Growing up, my life was very structured. I lived in a small town with little room for adventure and excitement. I had nice friends and nice parents and was raised against an extremely religious background. I’d go to school five days a week, attend religious meetings twice a week and assume that my future was all mapped out. I’d go through the education system, get an average job, then meet someone nice and sensible and get married, maybe popping out a kid or two down the line.
When I look back at my childhood and teenage years, I’ve always experienced a huge sense of disconnect between my current self and my younger self. I was very shy, insecure, and scared of pretty much everything. I had real problems establishing my identity. A lingering sense of anxiety was always at the back of my mind.
My solution was to introduce more and more structure into my life to try and quench this constant feeling of nervousness. I pushed myself into following a religion I didn’t truly believe in just to hold onto superficial friendships and childish romantic relationships to give my life a sense of purpose. I rejected spontaneity; I never broke the rules and refused to leave my comfort zone.
At the time, I thought I was mature; I thought I was smart. Now I realize that I was just afraid.
Fast forward six years, and my life is entirely different from the one I thought I had planned out. I’m 22 years old, and I’ve graduated from university. I live in a house with genuine friends. I write for a living. I have no idea where I will live or what I will do five years from now. I’ve never been in a deeply serious relationship. I’m a staunch agnostic with no religious attachments, and my freedom, experiences, and the drive to live day-to-day take precedence over meeting a partner and having children.

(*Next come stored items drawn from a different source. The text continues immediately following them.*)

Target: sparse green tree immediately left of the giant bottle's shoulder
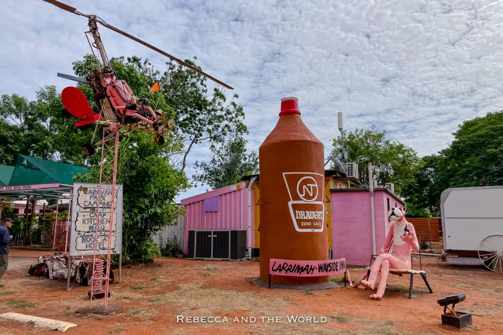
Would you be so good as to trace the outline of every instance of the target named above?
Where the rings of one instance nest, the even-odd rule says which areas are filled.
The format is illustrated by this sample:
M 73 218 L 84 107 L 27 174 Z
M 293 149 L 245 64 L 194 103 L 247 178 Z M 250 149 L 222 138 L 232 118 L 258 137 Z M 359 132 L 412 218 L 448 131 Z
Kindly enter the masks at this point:
M 201 172 L 192 178 L 216 189 L 238 183 L 245 175 L 258 173 L 259 156 L 254 151 L 246 153 L 246 144 L 242 136 L 234 136 L 218 147 L 212 146 L 210 161 L 195 162 Z

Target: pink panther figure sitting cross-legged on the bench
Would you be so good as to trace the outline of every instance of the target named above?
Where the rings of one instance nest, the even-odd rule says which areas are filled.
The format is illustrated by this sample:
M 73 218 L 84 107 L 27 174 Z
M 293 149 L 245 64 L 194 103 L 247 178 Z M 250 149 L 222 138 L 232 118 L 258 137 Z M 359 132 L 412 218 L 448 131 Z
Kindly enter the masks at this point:
M 386 282 L 388 280 L 389 269 L 410 270 L 412 268 L 410 254 L 411 251 L 419 251 L 419 242 L 415 235 L 414 226 L 405 219 L 405 211 L 407 208 L 391 208 L 388 212 L 388 219 L 393 221 L 389 229 L 388 236 L 384 242 L 384 246 L 377 256 L 368 280 L 364 280 L 365 276 L 354 287 L 360 284 L 373 290 L 377 280 L 377 273 L 380 271 L 381 276 L 379 279 L 379 286 L 377 292 L 372 294 L 372 299 L 381 299 L 386 289 Z M 391 248 L 391 254 L 389 249 Z

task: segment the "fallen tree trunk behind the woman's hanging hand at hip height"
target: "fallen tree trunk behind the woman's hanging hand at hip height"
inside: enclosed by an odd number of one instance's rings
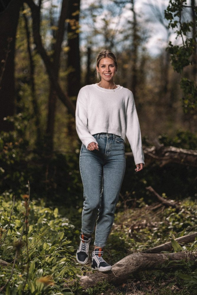
[[[128,157],[132,156],[133,153],[125,153]],[[144,148],[144,156],[146,165],[150,165],[153,162],[158,162],[159,166],[162,167],[168,163],[177,163],[186,166],[197,167],[197,151],[196,150],[186,150],[182,148],[175,147],[164,147],[156,146]]]

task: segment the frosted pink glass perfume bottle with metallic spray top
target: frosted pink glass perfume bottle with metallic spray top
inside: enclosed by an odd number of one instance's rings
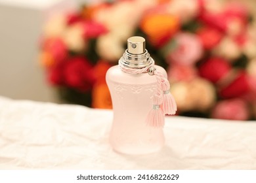
[[[145,49],[145,39],[130,37],[119,64],[140,69],[152,62],[153,59]],[[154,67],[167,77],[162,67]],[[147,154],[160,150],[165,141],[163,129],[145,122],[156,92],[156,77],[148,73],[128,74],[116,65],[106,73],[106,82],[114,110],[110,131],[110,144],[114,150],[123,154]]]

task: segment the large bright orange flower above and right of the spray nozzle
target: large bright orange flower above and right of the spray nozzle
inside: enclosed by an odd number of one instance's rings
[[[179,20],[171,14],[148,14],[140,23],[152,43],[165,42],[179,29]]]

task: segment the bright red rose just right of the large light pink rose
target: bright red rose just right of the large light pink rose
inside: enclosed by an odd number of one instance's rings
[[[198,37],[202,42],[203,48],[211,50],[221,41],[223,34],[217,29],[204,27],[198,31]]]

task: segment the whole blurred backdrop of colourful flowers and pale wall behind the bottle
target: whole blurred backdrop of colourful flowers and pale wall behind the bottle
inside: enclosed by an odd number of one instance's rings
[[[178,115],[256,118],[256,1],[0,1],[0,95],[112,108],[105,82],[146,38]]]

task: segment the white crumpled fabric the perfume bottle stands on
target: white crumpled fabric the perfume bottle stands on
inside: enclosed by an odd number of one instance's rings
[[[117,154],[112,110],[0,97],[0,169],[256,169],[256,122],[165,118],[156,154]]]

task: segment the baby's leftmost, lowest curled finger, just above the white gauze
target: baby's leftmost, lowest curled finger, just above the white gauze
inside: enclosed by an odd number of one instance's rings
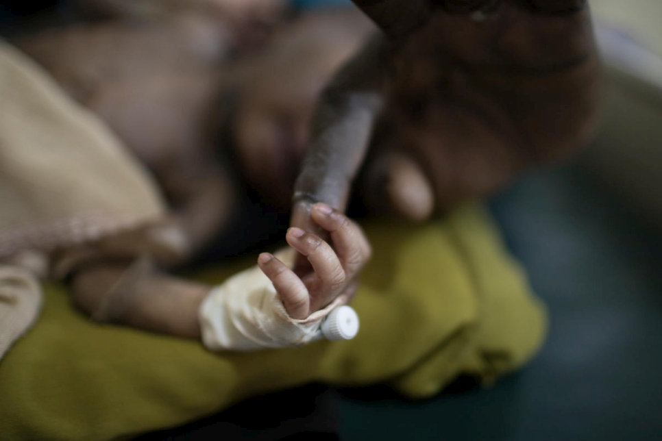
[[[287,314],[292,318],[308,317],[310,295],[304,282],[286,264],[269,253],[260,254],[258,266],[273,283]]]

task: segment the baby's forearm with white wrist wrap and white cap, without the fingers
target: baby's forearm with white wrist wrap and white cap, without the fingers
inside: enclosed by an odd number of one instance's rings
[[[285,259],[287,262],[290,258]],[[351,338],[358,329],[352,310],[341,310],[341,334],[324,333],[323,323],[336,307],[330,305],[295,320],[273,284],[254,267],[219,286],[160,273],[148,260],[100,263],[71,278],[75,305],[101,323],[123,325],[180,338],[201,340],[212,351],[254,351],[306,344],[326,338]],[[347,320],[354,320],[347,334]],[[337,320],[336,320],[337,324]]]

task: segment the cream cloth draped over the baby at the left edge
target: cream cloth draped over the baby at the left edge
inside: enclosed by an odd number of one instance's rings
[[[144,232],[165,214],[154,182],[110,131],[0,41],[0,358],[38,315],[39,271],[28,261],[50,270],[62,250]],[[140,237],[172,248],[177,240],[164,236]],[[108,243],[104,251],[122,255],[148,247],[124,240],[120,252]],[[59,274],[90,253],[64,253]]]

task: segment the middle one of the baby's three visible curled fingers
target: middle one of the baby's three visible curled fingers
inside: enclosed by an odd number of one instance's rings
[[[299,228],[289,229],[285,238],[291,247],[308,257],[312,269],[322,281],[324,292],[316,294],[332,293],[345,283],[345,270],[330,244]]]

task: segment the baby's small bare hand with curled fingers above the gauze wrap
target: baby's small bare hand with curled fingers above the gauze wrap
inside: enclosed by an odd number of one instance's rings
[[[371,256],[363,231],[347,216],[326,204],[316,203],[312,220],[331,236],[333,248],[319,236],[297,227],[287,231],[286,240],[305,255],[312,266],[310,273],[296,275],[270,253],[258,257],[258,266],[273,283],[291,318],[307,318],[338,297],[352,297],[356,276]]]

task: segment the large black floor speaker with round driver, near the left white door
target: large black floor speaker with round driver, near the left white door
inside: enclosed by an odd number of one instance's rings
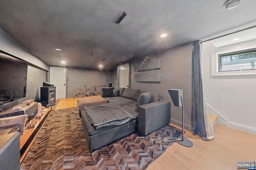
[[[56,87],[41,87],[40,93],[42,106],[54,106],[56,104]]]

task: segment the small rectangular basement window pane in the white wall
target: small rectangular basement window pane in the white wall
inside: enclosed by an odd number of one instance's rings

This change didn’t happen overnight. Separating myself from the religion that provided me with what I believed was my identity, and letting go of this vision of a future based on co-dependency and patriarchal “family life,” was hard. In fact, I spent years trying to attach myself to anything that allowed me to establish a new identity and a new goal. This ranged from the small things, such as wearing clothes I thought would help me fit in, all the way to more destructive choices. Staying in an emotionally abusive relationship because I craved the validation that came with being wanted. Pursuing numerous career paths that I couldn’t have been less interested in.
Over the past two years, I feel like I am the most myself I ever have been. Maybe in another two years, I’ll be saying the same thing. Who knows? But right now, I’m at peace with the unpredictability. I’m at peace with myself, including my past mistakes. Because I pushed through all the emotional outbursts, anxiety, and uncertainty to become the independent, outgoing, liberal feminist woman I am today. And I couldn’t be prouder of myself.
Finding who you are is one of life’s most rewarding journeys.